Contacté pour davantage de précisions sur ce sujet hautement sensible, l’expert en questions sécuritaires, Ahmed Mizab, a indiqué : «Plusieurs Etats, en Europe, au Japon, aux Etats-Unis, en Russie et en Chine, pour ne citer que les plus importants, considèrent la cybersécurité comme la priorité en matière de sécurité économique et nationale.» «Dans le monde civil, Internet est désormais considéré comme le ‘’quatrième service public’’, après les télécommunications, l’électricité et l’eau. Dans le monde militaire, Internet constitue un atout tout aussi stratégique qu’il faut protéger, au même titre que la terre, la mer, l’air auquel il faut ajouter maintenant l’espace, qu’il soit réel ou virtuel», dit-il avec certitude.
Et d’ajouter : «Le cyberespace est le nouveau champ de confrontation. Il s’illustre par la guerre de 4e génération. Que cela soit dans le domaine civil ou militaire. » «Ces risques d’attaques sont de quatre types : la cybercriminalité, la déstabilisation qui peut être insidieuse ou offensive, l’espionnage ou le sabotage qui peut être économique ou militaire. Les événements qui avaient défrayé la chronique, en juillet dernier, avec l’affaire Pegasus, ont montré que nous sommes désormais à l’ère de la cyber-offensive et du cyber-terrorisme d’Etat», a-t-il souligné à cet égard.

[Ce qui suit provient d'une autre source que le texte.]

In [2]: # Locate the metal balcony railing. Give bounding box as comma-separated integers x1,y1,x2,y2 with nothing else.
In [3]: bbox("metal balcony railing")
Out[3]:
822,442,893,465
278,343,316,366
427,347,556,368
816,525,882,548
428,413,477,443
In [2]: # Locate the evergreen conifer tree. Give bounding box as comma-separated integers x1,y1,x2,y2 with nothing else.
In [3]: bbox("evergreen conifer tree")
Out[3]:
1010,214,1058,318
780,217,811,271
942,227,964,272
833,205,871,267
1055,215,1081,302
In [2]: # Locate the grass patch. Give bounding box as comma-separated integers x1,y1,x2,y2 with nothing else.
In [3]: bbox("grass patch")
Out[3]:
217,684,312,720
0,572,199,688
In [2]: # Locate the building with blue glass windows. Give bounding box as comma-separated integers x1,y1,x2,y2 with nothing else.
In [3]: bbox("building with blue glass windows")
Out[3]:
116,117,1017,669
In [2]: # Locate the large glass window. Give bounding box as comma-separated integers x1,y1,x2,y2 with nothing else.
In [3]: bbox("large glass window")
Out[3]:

«Le facteur humain doit faire partie de la solution pour sécuriser l’environnement»
Interrogé sur les stratégies mises en place pour contrer ces cyberattaques, Mizab a affirmé : «La stratégie de défense globale à adopter, en profondeur, pour la meilleure des cyber-résilience, doit prendre en charge trois éléments fondamentaux. D’abord le facteur humain, tout doit être fait pour qu’il fasse partie de la solution pour sécuriser l’environnement et ne doit surtout pas faire partie du problème. Ensuite, il y a les processus pour lesquels il faut mettre en place les meilleures pratiques, l’hygiène d’utilisation systématique, le tout doit être aisément reproductible et prévisible pour assurer, rassurer et renforcer continuellement la sécurité dans les organisations.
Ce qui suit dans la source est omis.